Obviously Lab rescues will still benefit as usual....details to follow.
We will still have a sponsored event ( like the waddle / toddle) with a ' justgiving' page posted on the www in advance, that will allow you to relieve all your friends and family's cash for your efforts, before the big day ....again will post details soon.
We hope you like our chosen charities and that they will be well supported.
Rhoni, fantastic choice
With Julie suffering from ITP all through her pregnancy and knowing how ill she was, this is definitly a charity very close to LF members hearts.
Without the help of the ITP specialists and the fantastic staff at Glouscester hospital, things could have been so very different for Julie and Isabella.
I think its a lovely way of saying thanks to them for keeping our 2 special ladies safe and sound for us.
For any peeps who don't know why we have chosen these charities, here is Julie and Daves fantastic, and heart rending story.....
Taken from an earlier post ...
''Hi All,
OK - where do i begin.. (i'll try not to make it too long)
In about June of 1999 i developed an annoying dry cough which just wouldn't go away...and persisted for 18 months. Throughout this time, i also had dizzy spells, flashing lights so visited my gp on 9 occasions. Asthma & migraine were diagnosed, but a few aspirin and an inhaler didn't seem to help.
We got married in June 2000, and 6 months later around Christmas time, i was getting severe chest pain & hot sweats, and my lymph nodes appeared to be up. I went to visit my GP again, as my mum suggested i should ask for an x-ray. I left work early and went straight to my gp (who by this time wasn't too caring and made me feel like i was imagining things!) and i asked her for an x-ray. She was very reluctant, i will always remember her words, 'the mood i'm in i'll agree to anything' she said. Well, at least i got my x-ray, and was given a card for a walk in appointment at my local hospital.
This is where it all began, as Dave & I queued for an x-ray, we watched as people who were in the queue, go in, come out and then they were asked to see their gp's in a weeks time. However, when it came to my turn, i had the x-ray taken and was then called into a separate room of the ward.
The x-ray showed something sinister looking in my chest/lung area. The doctors started testing immediately, bloods to begin with - and the following week a CT scan, bronchoscopy, bone marrow biopsy, & chest biopsy at last i had a diagnoses to my 'cough'. I had stage 4 (advanced) Hodgkins Lymphoma. (Cancer)
I had a large tumour in my chest and it was also in my spleen.
In April 2001, i started 6 months of chemotherapy, not too pleasant but after the first initial few treatments, a CT scan showed that the tumour was shrinking! Hooray! After the final treatment, we eagerly awaited the next CT scan to see what was happening to the cancer. Unfortunately, my body hadn't taken too well to all the treatment, and just 2 weeks after my final treatment due to a weakened immune system i developed pneumonia in both my lungs. This was the worst point for me as i couldnt talk! lol! After a 2 month touch and go stay in hospital, after physiotherapy i 'learnt' how to manage my breathing and was allowed home, however remained on continuous oxygen for a further 2-3 months at home.
Whilst in hospital, i had also had another CT scan. Unfortunately, the 6 months of chemotherapy had failed and the cancer was worse. I now had 2 very large tumours in my chest & lining of my heart. The only option was to have a Stem Cell Transplant & salvage chemo, to try to rid me of this illness.
In Jan 2002, once again i had an extremely bad turn. This, once again was due to my weak immune system, and by now my levels were dangerously low.. and i was rushed into hosp for a month. For most of this i wasn't really with it...

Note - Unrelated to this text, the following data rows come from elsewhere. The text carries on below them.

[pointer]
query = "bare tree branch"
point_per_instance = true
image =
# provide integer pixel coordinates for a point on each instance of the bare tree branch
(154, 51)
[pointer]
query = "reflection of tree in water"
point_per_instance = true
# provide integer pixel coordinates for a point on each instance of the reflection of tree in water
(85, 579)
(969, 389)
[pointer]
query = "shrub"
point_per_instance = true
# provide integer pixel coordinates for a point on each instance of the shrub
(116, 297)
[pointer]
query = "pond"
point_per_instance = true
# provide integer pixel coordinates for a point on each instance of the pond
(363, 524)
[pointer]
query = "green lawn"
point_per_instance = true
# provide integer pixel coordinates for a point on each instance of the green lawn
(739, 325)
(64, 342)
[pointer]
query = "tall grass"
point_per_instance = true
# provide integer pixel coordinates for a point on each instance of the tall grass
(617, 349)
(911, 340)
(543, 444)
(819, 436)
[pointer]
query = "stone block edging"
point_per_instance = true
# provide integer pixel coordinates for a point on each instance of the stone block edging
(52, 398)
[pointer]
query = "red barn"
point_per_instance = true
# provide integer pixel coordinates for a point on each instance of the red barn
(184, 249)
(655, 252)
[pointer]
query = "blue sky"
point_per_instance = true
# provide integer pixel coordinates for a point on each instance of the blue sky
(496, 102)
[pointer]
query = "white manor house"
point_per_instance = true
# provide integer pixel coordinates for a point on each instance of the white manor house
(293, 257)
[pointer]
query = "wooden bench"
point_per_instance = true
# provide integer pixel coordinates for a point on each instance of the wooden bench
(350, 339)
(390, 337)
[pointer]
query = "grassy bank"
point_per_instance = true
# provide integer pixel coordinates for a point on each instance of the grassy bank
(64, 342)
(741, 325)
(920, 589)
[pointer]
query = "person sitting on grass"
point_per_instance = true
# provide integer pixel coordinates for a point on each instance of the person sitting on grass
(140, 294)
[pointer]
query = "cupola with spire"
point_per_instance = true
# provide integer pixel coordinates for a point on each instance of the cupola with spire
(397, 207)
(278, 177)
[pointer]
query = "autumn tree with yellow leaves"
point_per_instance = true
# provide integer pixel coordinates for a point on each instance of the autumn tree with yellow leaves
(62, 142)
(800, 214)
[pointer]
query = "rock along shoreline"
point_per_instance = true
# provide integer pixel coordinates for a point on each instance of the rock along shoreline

In Feb, i was transferred to a specialist hospital (The John Radcliffe in Oxford) ready for my SCT. I was given a 50/50 chance of walking out alive! Everyday i was thankful for, and when i made it through the treatment, it was an amazing feeling to 'walk' from the hospital 6 weeks later. In April 2002, i followed up the treatment with a month of radiotherapy.
Now for the good news
I was put on a 'watch & wait' which means basically that, watching and waiting to see what would happen. I'm delighted to say, that in December 2003, i was declared to be in remission! The treatment was a success, and we had an amazing time at Christmas to celebrate! Now i have scar tissue & damaged lungs but my 6 monthly follow ups have showed no change. (I've another one tomorrow funnily enough!)
It was my lovely hubby Dave, and my sister Jen, that got me through those difficult years, and some pretty great friends and family - and i am eternally grateful for everything they did for me.
In June 2003 whilst out for a meal to celebrate our wedding anniversary, we got chatting about the future (hadn't heard the big R word at that time but i was feeling good!) and i mentioned to Dave, why don't we sell the house and go travelling! To my amazement, he didn't hesitate, and said - yes, ok then! Approximately 7 days later, our house went up for sale and we started planning our travels!
In Feb 2004 after selling the house and all our belongings, we departed in our lovely motorhome for a tour of Europe. We visited France, Spain, Gibralter, Italy, Sicily, Austria, Switzerland, Germany & toured all through The Pyrenees. It was in April 2004 whilst in France, that we talked about getting a furry companion. We had discussed it years before, but work hadn't left much room to care for a dog. After searching around, we discovered an English Breeder in Normandy, who just so happened to have two black lab puppies left!! (Lab's were our favourite breed)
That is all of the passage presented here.